This is great:
Traditionally, it’s the kids who receive sweets from the elders on Halloween, but that years-old ritual is getting a makeover this year in hundreds of communities across North America.
Anti-poverty activists say thousands of children will go door-to-door tonight handing out chocolates to adults in some 300 cities across the United States and Canada.
Their decision to turn the ritual on its head is part of an international campaign to highlight the plight of tens of thousands of children who are forced to work on cocoa plantations instead of going to school in developing countries.
Campaigners said on Halloween costumed children would fill streets to hand out samples of “Fair Trade Certified” chocolates as a reminder to local communities that there exists an alternative to traditional chocolates, which usually rely on child labor or other abusive processes abroad to grow and harvest the cocoa for their candies.
Calling their campaign “Reverse Trick-or-Treating,” activists said it would address the persistent problems of chronic poverty in cocoa-growing communities, abysmal working conditions, and the massive abuse of child labor in the West African nation of Cote d’Ivoire in particular, where 40 percent of the world’s cocoa is produced.

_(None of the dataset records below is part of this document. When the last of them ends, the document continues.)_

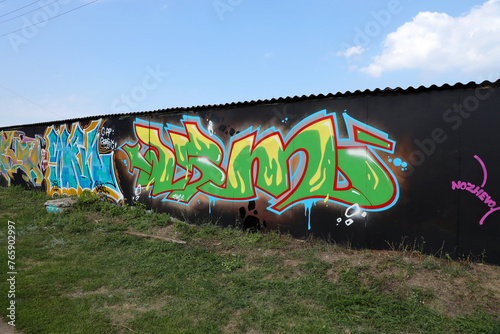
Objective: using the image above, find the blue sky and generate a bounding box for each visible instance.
[0,0,500,126]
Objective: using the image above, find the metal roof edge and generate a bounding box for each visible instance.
[0,79,500,130]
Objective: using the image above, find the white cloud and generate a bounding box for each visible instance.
[360,0,500,77]
[337,46,368,58]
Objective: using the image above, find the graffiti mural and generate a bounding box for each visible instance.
[44,120,123,202]
[120,110,399,227]
[0,131,45,186]
[0,81,500,264]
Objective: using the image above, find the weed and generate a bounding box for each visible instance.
[0,187,500,334]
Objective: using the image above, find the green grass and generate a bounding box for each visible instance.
[0,188,500,334]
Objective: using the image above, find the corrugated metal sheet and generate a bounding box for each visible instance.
[0,79,500,130]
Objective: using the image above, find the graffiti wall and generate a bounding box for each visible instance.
[0,82,500,263]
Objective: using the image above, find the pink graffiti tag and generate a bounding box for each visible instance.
[451,155,500,225]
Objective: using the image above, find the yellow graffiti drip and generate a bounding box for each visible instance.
[365,160,378,190]
[311,168,326,192]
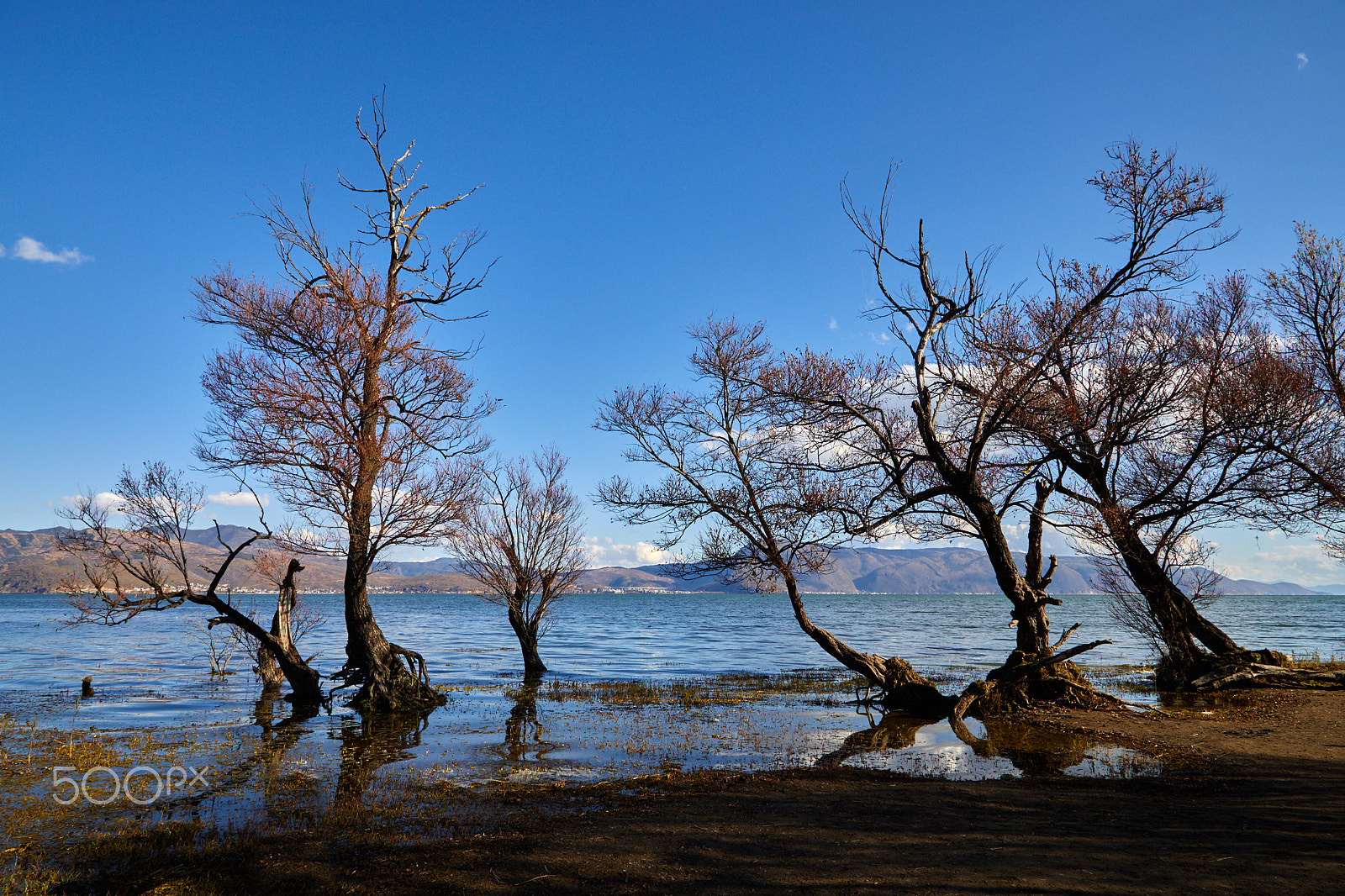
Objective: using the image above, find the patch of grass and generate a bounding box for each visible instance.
[535,670,863,708]
[1289,650,1345,672]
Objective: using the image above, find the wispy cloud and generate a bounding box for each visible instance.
[206,491,271,507]
[583,537,682,567]
[8,237,92,265]
[61,491,126,513]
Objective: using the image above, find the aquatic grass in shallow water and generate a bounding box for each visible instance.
[0,670,1178,892]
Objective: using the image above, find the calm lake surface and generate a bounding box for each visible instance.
[0,593,1345,780]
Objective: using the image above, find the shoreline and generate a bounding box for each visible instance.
[13,689,1345,896]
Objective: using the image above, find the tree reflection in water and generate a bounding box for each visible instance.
[489,678,563,777]
[952,717,1096,777]
[166,693,318,820]
[328,708,433,807]
[815,712,939,768]
[815,712,1098,777]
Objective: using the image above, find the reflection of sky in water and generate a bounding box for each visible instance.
[0,594,1312,814]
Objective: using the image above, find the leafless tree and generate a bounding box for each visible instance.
[56,463,323,704]
[242,551,324,692]
[594,313,947,716]
[197,101,495,710]
[979,275,1303,677]
[1260,224,1345,549]
[765,140,1228,705]
[449,446,585,679]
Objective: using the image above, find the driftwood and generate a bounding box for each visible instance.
[1190,663,1345,690]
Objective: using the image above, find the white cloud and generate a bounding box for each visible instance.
[583,537,682,567]
[206,491,271,507]
[1209,534,1345,588]
[61,491,126,513]
[13,237,92,265]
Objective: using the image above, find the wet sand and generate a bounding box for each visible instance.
[204,690,1345,896]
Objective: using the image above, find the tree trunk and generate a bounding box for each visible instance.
[1110,510,1242,667]
[780,565,955,719]
[256,560,304,694]
[509,601,546,681]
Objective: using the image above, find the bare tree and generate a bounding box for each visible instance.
[56,463,323,704]
[1260,222,1345,560]
[243,551,324,692]
[197,101,495,709]
[449,446,585,679]
[767,141,1226,708]
[594,318,948,716]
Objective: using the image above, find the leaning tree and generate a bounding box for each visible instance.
[594,318,950,717]
[765,141,1226,706]
[197,101,495,710]
[56,461,324,705]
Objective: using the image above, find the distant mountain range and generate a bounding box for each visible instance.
[0,526,1345,594]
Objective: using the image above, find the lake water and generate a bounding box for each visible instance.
[0,593,1345,782]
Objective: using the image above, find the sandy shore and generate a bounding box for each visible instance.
[24,689,1345,896]
[128,690,1345,896]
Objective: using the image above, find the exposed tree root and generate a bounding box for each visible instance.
[948,639,1127,725]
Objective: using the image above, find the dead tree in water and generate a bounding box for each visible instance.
[764,141,1224,699]
[197,103,495,710]
[594,319,947,717]
[238,551,321,692]
[984,276,1307,683]
[448,448,585,679]
[56,463,323,704]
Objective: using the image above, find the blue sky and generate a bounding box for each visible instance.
[0,3,1345,584]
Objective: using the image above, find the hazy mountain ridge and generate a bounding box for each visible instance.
[0,526,1345,594]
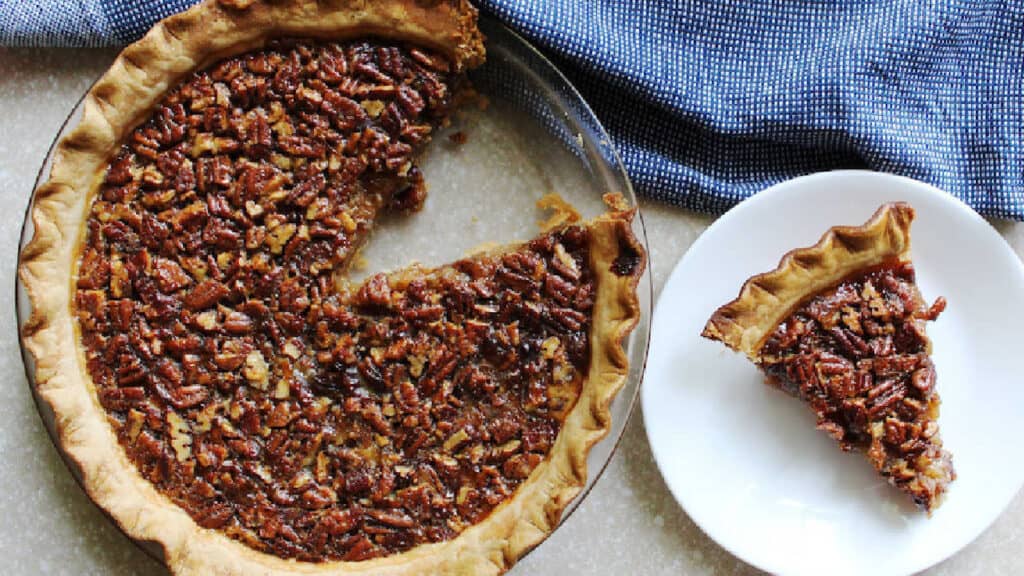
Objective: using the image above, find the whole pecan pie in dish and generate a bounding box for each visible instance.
[702,203,956,512]
[19,0,645,574]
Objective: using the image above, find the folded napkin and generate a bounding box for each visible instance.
[0,0,1024,220]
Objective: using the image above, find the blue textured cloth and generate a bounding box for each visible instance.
[0,0,1024,220]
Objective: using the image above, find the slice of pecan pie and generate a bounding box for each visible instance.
[703,203,956,512]
[20,0,644,574]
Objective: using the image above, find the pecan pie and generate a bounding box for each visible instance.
[703,203,956,512]
[20,0,644,574]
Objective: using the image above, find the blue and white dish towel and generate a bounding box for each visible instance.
[0,0,1024,220]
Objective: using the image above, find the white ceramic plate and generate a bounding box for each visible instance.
[642,171,1024,575]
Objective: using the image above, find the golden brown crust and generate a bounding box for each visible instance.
[701,202,913,362]
[19,0,643,575]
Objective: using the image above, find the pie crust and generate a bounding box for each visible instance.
[19,0,645,575]
[702,203,913,354]
[702,203,956,506]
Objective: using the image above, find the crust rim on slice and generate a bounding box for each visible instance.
[701,202,914,362]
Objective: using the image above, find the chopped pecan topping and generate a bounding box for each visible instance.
[761,263,956,510]
[75,42,606,562]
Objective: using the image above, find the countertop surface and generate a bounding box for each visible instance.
[0,49,1024,576]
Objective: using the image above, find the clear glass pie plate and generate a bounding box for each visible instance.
[15,17,652,559]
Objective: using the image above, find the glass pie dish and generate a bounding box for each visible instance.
[15,19,651,569]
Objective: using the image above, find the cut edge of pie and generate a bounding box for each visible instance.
[701,202,956,516]
[18,0,645,574]
[701,202,913,361]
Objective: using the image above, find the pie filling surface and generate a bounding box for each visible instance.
[759,261,955,510]
[74,36,634,562]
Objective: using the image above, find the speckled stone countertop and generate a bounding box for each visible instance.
[0,50,1024,576]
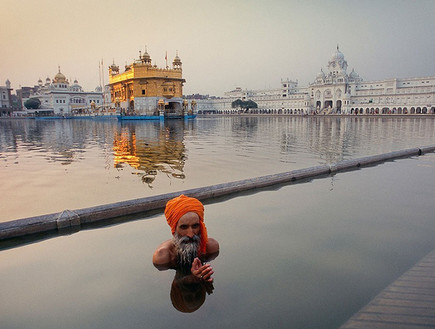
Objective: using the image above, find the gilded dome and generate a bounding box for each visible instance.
[331,46,344,62]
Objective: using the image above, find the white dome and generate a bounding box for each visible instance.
[331,47,344,62]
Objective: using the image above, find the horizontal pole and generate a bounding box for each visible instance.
[0,145,435,240]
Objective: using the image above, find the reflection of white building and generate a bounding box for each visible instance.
[0,80,12,116]
[206,46,435,114]
[23,68,104,115]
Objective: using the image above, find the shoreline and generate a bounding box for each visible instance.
[0,113,435,120]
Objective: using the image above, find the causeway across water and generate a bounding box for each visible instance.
[340,250,435,329]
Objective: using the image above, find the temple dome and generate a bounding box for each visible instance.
[331,46,344,62]
[54,67,67,82]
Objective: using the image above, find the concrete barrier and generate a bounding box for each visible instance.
[0,145,435,240]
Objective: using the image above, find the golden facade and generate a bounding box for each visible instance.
[109,51,185,115]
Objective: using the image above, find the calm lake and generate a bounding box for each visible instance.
[0,117,435,329]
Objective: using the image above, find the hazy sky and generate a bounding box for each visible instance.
[0,0,435,96]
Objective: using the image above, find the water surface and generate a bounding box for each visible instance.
[0,118,435,329]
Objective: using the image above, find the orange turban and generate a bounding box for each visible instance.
[165,194,208,254]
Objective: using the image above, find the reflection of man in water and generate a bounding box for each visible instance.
[153,195,219,282]
[171,271,213,313]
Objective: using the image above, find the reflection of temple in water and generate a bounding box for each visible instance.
[113,120,185,187]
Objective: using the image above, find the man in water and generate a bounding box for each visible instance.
[153,195,219,282]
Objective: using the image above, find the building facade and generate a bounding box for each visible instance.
[206,46,435,115]
[0,80,13,116]
[109,50,185,115]
[22,68,105,115]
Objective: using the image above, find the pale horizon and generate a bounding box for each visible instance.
[0,0,435,96]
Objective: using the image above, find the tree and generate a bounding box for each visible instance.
[24,98,41,110]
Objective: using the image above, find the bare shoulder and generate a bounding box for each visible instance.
[207,238,219,256]
[153,240,175,270]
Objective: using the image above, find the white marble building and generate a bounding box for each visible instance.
[23,68,104,115]
[204,46,435,114]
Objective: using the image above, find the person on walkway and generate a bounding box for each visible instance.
[153,195,219,282]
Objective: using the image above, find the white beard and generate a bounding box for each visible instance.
[172,233,201,270]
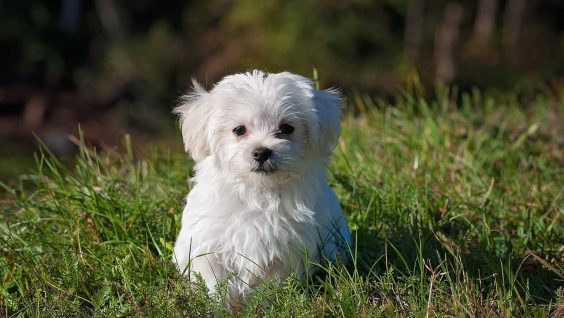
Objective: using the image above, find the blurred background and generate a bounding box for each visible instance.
[0,0,564,180]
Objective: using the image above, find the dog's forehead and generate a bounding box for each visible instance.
[211,71,309,119]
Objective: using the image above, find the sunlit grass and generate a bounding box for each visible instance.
[0,91,564,317]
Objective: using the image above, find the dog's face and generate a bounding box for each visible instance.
[175,71,341,184]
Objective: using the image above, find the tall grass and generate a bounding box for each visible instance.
[0,90,564,317]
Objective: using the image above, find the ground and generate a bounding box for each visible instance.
[0,89,564,317]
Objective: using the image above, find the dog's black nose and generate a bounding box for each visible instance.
[253,147,272,163]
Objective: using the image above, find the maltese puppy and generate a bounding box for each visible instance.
[173,71,350,301]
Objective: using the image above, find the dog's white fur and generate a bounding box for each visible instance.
[173,71,350,299]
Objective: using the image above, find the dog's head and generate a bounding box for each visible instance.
[175,71,342,183]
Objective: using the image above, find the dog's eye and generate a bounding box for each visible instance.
[233,126,247,136]
[278,124,294,135]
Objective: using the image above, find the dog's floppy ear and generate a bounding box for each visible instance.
[173,80,213,162]
[310,88,343,152]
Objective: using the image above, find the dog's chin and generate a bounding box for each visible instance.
[250,160,278,175]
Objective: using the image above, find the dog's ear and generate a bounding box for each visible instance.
[173,80,213,162]
[310,88,343,152]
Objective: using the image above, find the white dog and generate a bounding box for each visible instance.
[173,71,350,300]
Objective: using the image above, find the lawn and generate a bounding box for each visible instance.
[0,89,564,317]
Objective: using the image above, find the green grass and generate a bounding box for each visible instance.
[0,91,564,317]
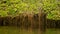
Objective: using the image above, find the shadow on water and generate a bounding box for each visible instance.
[0,12,46,34]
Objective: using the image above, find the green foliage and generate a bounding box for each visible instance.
[0,0,60,19]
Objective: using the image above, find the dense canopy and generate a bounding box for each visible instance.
[0,0,60,20]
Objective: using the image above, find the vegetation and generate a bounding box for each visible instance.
[0,0,60,20]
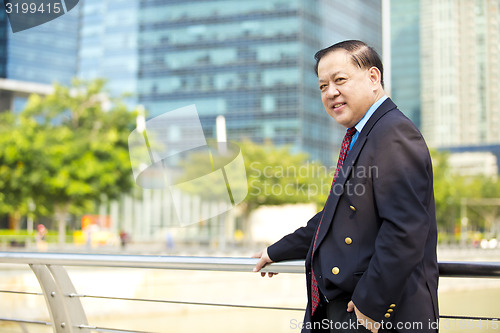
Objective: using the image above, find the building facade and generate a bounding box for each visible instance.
[420,0,500,147]
[0,4,80,112]
[390,0,421,127]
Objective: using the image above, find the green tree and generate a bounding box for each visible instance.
[0,80,136,242]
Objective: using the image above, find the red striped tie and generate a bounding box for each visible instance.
[311,127,356,314]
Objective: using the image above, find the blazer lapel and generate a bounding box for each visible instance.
[314,98,396,253]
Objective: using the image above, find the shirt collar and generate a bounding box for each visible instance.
[354,95,388,133]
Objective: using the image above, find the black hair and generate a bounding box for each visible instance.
[314,40,384,87]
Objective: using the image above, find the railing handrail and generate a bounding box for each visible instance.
[0,251,500,277]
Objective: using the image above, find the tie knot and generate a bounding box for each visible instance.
[345,127,356,137]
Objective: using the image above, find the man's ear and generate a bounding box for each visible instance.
[368,66,382,85]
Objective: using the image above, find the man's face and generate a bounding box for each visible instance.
[318,50,376,127]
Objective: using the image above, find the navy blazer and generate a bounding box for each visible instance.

The campaign is sponsored by human rights advocacy groups including Global Exchange, the International Labor Rights Fund, Co-op America, and the Unitarian Universalist Service Committee, along with Fair Trade chocolate companies Equal Exchange, Sweet Earth, and Theo Chocolate to raise awareness among children and grown-ups about Fair Trade Certified chocolate as a solution to labor abuses in the cocoa industry.
According to Global Exchange, every year, U.S. consumers eat 2.8 billion pounds of chocolate, representing nearly half the world’s supply.
Citing a study by the International Institute for Tropical Agriculture for USAID, the group says there are currently 284,000 children who work in abusive conditions on cocoa farms in West Africa, the world’s largest cocoa producing region.